I Have a 62" Toshiba DLP TV. For the video & Audio, I'm using a pretty good HDMI Cable. The PQ & Sound are unbelievable.

This TV has one of the better sound systems I've heard in a TV, and I'm impressed with it.

So my question is - for Audio which is better, HDMI or Optical? I've gotten mixed reviews... One person says HDMI, the next says Optical.

I think, and correct me if I'm wrong, that HDMI is better. You have a 100% true digital signal going from the VIP 622 to the TV. Sound seems to be really in sync and sounds great.

So is there any advantage (or disadvantages) besides the fact that I'd have two cables from switching audio over to Optical? I could be wrong, but I think since the Video & Audio are both HDMI that it the picture & sound match up perfectly & better than I've ever had it with Dish - especially with HD programing. I think it sync's up better, but like I said, I could be wrong.

So with this all in mind, what's the correct answer?

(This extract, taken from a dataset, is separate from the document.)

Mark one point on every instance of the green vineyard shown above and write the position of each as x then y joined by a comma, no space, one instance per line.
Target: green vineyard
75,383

Oh and one more question... I got a $35 Philips HDMI Cable from Wal-Mart. The cable itself seems really good and I don't have any issues with it. It also has brought me more clarity in TV Viewing than other connections & cables I've tried.

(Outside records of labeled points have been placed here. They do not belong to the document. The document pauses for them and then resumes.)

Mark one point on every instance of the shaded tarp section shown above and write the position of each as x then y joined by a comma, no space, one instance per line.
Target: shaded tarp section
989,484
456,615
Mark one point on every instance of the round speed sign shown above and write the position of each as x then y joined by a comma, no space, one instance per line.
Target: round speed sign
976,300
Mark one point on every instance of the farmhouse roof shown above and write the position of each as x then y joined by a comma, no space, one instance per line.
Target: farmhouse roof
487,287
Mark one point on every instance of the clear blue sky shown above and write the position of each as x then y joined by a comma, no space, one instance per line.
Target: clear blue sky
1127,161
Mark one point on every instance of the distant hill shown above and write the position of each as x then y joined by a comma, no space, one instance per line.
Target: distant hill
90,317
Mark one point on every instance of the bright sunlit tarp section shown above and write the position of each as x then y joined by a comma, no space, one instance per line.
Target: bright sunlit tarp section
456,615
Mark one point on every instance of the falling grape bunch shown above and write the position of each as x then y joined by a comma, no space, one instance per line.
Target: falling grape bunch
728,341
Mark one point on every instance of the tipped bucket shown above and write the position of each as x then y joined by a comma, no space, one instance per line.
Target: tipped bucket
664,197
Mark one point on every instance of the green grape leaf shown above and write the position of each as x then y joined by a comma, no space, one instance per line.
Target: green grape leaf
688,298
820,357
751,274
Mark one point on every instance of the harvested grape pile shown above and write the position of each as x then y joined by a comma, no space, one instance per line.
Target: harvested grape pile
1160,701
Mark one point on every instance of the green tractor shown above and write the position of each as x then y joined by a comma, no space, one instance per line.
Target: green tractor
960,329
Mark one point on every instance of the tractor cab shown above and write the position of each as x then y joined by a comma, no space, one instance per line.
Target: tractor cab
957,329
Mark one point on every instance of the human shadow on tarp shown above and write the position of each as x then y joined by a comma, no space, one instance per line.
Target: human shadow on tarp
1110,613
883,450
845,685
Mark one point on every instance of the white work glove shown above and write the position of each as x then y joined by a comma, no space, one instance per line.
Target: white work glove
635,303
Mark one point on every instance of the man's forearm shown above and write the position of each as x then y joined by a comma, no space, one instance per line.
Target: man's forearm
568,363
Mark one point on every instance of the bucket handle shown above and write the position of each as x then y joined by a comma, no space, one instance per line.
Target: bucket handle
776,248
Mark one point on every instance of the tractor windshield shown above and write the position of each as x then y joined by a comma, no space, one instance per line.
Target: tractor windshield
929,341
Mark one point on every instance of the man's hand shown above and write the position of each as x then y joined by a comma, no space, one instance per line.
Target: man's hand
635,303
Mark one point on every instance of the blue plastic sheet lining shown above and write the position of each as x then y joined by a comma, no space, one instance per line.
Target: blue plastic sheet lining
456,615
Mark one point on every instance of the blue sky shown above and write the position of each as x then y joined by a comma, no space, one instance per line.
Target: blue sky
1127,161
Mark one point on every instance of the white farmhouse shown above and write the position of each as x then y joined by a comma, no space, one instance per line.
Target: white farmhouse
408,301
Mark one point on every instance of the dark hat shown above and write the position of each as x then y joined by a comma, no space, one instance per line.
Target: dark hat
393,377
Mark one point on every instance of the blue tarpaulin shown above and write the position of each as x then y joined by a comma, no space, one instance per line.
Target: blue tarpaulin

I've always believed that a Digital Signal is a Digital Signal and you really can't do too much better after that (as far as the cable goes). Is there any advantage to purchasing an HDMI cable like the M1000 (http://monstercables.com/productdisplay.asp?pin=3847) from Monster? Or am I pretty much correct in my thinking and higher priced cables like this for HDMI are just a waste of money.

Thanks for your input!


----------



## SandyG3 (Nov 29, 2002)

spykedvodka said:


> So my question is - for Audio which is better, HDMI or Optical? I've gotten mixed reviews... One person says HDMI, the next says Optical.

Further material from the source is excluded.